Consider various formats based on your audience and the nature of the information. Whether you're presenting a paper report, a PowerPoint presentation, or a video, ensure it is digestible, engaging, and allows for discussion.

5. Tools and Graphics

Use the appropriate tools to create your report, such as PowerPoint, Google Slides, or Prezi. Graphics like pie charts can visually represent data in a way that's easy to understand. Highlight positive testimonials to underscore the program’s impact. And make sure to incorporate several of your best photographs of the season.

6. Metrics to Consider

Showcase metrics that demonstrate the value and impact of your program. These can range from admissions and enrollment numbers to financial data and community engagement figures.

7. Strategic Goals

Revisit your school’s and/or auxiliary program's strategic goals and demonstrate how you've achieved or progressed towards them. These can include non-tuition revenue, school visibility, community engagement, and more.

8. SPARC Scorecard and Value Matrix:

Evaluative tools like the SPARC Scorecard and matrix are pivotal in guiding future decisions.

  • Current Programs Assessment: Use the SPARC Scorecard to measure how existing programs align with strategic goals and their associated costs.

  • Potential Programs: When considering new initiatives, the Scorecard can help in assessing their viability and alignment with the institution's broader objectives.

  • Value Matrix: This provides a visual representation of the strategic value of programs versus their institutional cost, allowing stakeholders to see at a glance where resources are being allocated and their respective returns.

9. Financial Performance and Peer School Benchmarking

Provide a clear view of your program's financial health and compare it with similar programs in peer schools if possible. Some financial information from other schools’ 990 forms can be found on Guidestar. Otherwise, you may be able to compare data that is public: enrollment, fees, schedule, program offerings, etc. This will offer context and allow for a better understanding of your program's position in the broader landscape.

10. Survey Results:

Feedback from direct participants offers an unfiltered lens into the program's effectiveness and areas of improvement. Qualitative data and quotes from the surveys can be used not only for the report, but for marketing the following summer.

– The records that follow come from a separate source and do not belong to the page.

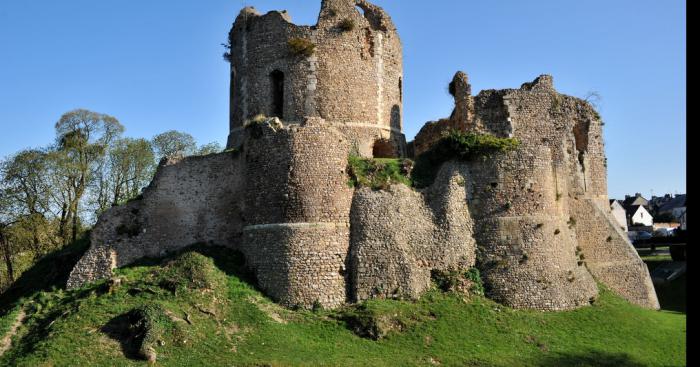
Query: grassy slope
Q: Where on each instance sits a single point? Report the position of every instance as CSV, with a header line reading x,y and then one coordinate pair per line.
x,y
244,328
672,296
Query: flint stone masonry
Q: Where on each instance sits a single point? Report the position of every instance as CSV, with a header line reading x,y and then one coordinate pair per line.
x,y
353,78
399,236
190,200
534,221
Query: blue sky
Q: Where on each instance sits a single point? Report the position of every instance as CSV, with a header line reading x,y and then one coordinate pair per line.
x,y
156,65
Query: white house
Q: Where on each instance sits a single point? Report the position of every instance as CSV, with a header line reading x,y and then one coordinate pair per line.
x,y
682,220
619,214
638,215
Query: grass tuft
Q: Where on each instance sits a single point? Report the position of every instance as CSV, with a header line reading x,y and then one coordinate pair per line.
x,y
378,173
456,145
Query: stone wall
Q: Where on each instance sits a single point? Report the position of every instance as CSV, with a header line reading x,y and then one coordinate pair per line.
x,y
610,256
534,221
298,201
527,248
398,236
190,200
353,78
520,201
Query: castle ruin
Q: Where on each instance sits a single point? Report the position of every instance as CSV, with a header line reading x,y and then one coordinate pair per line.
x,y
535,220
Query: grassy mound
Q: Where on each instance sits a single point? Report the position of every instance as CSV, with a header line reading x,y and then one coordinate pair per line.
x,y
216,317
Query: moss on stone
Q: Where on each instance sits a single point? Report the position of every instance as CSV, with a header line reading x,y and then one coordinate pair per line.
x,y
457,145
378,173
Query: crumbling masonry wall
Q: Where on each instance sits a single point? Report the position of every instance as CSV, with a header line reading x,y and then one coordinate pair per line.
x,y
296,234
398,236
574,164
353,77
534,220
190,200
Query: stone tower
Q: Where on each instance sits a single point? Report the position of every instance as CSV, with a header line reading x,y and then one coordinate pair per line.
x,y
351,76
534,221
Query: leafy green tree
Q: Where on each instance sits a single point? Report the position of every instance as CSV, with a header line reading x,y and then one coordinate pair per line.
x,y
131,163
25,186
83,139
173,143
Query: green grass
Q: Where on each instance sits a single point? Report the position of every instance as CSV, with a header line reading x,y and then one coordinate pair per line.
x,y
673,295
216,317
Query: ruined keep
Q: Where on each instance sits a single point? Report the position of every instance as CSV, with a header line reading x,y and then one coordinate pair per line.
x,y
535,220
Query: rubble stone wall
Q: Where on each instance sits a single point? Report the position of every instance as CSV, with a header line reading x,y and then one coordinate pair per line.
x,y
398,236
298,201
354,76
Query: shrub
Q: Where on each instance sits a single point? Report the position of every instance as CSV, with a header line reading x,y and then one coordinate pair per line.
x,y
457,145
191,271
301,47
346,25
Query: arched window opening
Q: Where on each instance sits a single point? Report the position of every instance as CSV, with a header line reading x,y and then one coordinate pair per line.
x,y
277,84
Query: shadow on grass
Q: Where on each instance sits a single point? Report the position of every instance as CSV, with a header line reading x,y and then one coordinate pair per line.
x,y
590,359
119,329
43,310
672,295
50,272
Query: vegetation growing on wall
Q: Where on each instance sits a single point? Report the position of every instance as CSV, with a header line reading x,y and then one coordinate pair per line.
x,y
301,47
378,173
346,25
456,145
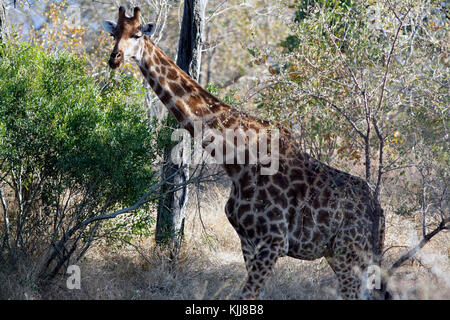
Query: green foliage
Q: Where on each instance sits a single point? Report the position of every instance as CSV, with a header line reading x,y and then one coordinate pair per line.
x,y
62,137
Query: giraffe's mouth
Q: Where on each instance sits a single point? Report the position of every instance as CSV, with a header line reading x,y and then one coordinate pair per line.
x,y
114,63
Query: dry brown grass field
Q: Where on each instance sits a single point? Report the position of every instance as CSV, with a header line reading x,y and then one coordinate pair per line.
x,y
211,266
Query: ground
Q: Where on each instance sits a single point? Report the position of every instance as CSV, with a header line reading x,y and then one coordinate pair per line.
x,y
211,266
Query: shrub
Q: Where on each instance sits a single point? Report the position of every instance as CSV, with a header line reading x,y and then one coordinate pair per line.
x,y
69,150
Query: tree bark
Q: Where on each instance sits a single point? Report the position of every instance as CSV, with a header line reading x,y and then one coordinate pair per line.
x,y
172,205
2,21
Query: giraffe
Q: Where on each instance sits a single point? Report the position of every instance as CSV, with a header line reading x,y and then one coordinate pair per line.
x,y
306,209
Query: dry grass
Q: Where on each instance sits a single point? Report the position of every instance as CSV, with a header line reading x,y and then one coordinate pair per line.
x,y
211,267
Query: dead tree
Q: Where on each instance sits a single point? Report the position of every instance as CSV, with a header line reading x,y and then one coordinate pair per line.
x,y
172,205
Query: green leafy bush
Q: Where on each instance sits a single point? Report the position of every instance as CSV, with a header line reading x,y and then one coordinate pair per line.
x,y
69,150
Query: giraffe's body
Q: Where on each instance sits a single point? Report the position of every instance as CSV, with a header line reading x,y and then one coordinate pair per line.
x,y
306,210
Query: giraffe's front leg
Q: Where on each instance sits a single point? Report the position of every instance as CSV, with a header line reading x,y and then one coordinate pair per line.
x,y
259,261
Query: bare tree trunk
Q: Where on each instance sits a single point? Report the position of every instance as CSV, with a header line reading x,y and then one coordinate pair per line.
x,y
2,21
172,205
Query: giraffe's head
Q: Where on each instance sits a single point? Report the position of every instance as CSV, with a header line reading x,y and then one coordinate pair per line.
x,y
128,34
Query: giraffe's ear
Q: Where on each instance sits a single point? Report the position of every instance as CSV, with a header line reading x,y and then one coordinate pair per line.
x,y
109,26
148,29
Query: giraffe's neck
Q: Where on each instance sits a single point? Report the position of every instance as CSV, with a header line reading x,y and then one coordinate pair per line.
x,y
183,96
191,104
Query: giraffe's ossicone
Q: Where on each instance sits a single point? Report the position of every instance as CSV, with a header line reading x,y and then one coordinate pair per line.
x,y
306,209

  • Parent Feedback: Understand the perspectives of parents, their satisfaction levels, and their suggestions for improvement.

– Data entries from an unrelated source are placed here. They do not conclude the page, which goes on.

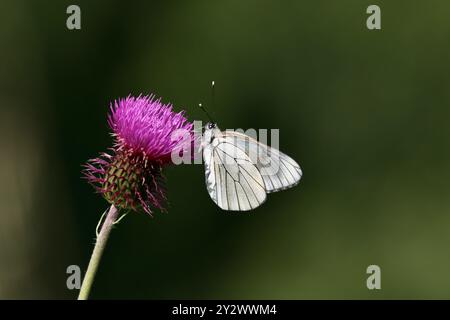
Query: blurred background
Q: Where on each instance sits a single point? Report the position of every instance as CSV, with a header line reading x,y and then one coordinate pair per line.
x,y
365,113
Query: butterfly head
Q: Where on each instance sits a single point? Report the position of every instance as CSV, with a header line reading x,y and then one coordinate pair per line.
x,y
210,132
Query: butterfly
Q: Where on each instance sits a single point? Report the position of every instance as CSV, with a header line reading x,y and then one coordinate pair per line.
x,y
240,171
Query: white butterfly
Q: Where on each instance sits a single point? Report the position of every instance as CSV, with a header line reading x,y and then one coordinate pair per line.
x,y
240,171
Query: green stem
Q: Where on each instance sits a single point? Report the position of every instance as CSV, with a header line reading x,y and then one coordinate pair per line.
x,y
100,245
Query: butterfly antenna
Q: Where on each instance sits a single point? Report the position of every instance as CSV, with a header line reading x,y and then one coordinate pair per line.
x,y
212,103
212,94
206,112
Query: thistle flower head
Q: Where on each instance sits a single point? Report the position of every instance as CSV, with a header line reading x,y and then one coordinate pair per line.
x,y
130,177
144,125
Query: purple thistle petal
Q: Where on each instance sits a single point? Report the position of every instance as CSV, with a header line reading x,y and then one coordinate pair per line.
x,y
131,176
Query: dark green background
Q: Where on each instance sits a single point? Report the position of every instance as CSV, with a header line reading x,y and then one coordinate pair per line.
x,y
365,113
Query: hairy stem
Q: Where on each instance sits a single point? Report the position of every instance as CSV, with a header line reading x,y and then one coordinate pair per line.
x,y
100,245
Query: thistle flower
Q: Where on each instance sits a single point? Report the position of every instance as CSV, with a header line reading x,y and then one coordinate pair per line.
x,y
130,177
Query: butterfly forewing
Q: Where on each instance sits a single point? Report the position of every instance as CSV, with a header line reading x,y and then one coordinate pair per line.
x,y
233,180
278,170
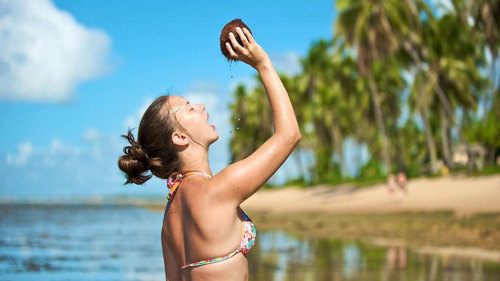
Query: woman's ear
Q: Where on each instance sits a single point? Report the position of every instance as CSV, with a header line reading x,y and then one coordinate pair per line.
x,y
179,138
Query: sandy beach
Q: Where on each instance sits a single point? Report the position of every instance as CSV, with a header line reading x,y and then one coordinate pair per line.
x,y
460,194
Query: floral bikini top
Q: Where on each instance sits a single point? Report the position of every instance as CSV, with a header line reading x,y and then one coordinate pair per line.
x,y
248,232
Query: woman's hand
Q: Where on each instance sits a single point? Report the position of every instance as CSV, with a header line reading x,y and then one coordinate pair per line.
x,y
250,53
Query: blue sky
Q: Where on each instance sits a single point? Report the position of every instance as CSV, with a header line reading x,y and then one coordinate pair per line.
x,y
80,72
74,75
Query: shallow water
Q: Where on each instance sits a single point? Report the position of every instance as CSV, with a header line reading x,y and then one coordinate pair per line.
x,y
123,243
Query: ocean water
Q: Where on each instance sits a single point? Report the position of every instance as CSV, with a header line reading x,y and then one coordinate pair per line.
x,y
84,242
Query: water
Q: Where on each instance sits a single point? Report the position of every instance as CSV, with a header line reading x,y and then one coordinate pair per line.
x,y
123,243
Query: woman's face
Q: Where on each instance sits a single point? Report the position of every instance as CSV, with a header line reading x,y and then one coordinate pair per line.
x,y
194,119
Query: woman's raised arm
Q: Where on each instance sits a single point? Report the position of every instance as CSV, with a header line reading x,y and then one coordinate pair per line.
x,y
240,180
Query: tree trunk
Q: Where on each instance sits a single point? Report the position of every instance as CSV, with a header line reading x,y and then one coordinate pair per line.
x,y
431,146
444,134
380,123
338,143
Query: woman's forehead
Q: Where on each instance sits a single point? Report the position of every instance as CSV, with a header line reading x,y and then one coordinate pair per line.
x,y
177,102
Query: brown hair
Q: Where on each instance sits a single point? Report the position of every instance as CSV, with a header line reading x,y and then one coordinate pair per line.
x,y
154,149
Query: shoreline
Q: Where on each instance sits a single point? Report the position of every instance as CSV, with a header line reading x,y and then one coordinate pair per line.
x,y
447,216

  • Camper Feedback: The direct experiences of the campers can offer insights into the program's strengths and potential areas for enhancement.

  • Staff Feedback: The staff can provide feedback on the operational aspects, curriculum, and overall management of the program.

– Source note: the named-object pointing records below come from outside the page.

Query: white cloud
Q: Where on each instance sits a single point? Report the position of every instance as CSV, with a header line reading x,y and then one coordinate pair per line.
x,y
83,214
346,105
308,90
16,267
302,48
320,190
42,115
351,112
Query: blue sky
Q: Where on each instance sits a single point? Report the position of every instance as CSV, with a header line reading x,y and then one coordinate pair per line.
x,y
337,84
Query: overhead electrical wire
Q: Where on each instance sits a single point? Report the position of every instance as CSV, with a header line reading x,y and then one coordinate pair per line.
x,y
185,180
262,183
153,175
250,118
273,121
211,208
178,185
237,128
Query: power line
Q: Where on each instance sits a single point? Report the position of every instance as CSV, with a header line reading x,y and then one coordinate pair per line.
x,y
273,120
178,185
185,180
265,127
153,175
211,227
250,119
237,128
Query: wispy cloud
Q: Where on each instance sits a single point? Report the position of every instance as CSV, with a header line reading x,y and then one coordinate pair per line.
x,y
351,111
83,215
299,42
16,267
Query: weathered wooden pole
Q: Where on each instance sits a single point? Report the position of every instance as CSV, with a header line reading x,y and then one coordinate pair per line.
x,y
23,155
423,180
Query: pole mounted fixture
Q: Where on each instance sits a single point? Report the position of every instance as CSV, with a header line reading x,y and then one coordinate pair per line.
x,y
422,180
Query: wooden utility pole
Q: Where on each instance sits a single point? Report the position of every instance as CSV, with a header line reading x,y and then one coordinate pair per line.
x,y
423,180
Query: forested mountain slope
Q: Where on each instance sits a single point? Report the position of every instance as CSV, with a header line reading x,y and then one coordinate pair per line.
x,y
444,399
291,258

11. Extended Day & Enrichment and Other Auxiliary Elements

Even if the focus is on summer programs, don't forget to report on other programs like Extended Day, Enrichment, Facility Rentals, and the School Store.

12. Conclusion & Recommendations

End your report with a succinct summary and a clear path forward. This should include any specific requests for support for the upcoming school year. Be available for follow-up discussions after the meeting to address any concerns or questions.

In Conclusion

An end-of-summer report is not just an administrative task; it's a chance to shine a light on your hard work, dedication, and the impact of your program. By following the guide above, Auxiliary Program leaders can create a compelling, data-driven report that tells a story and sets the stage for future successes.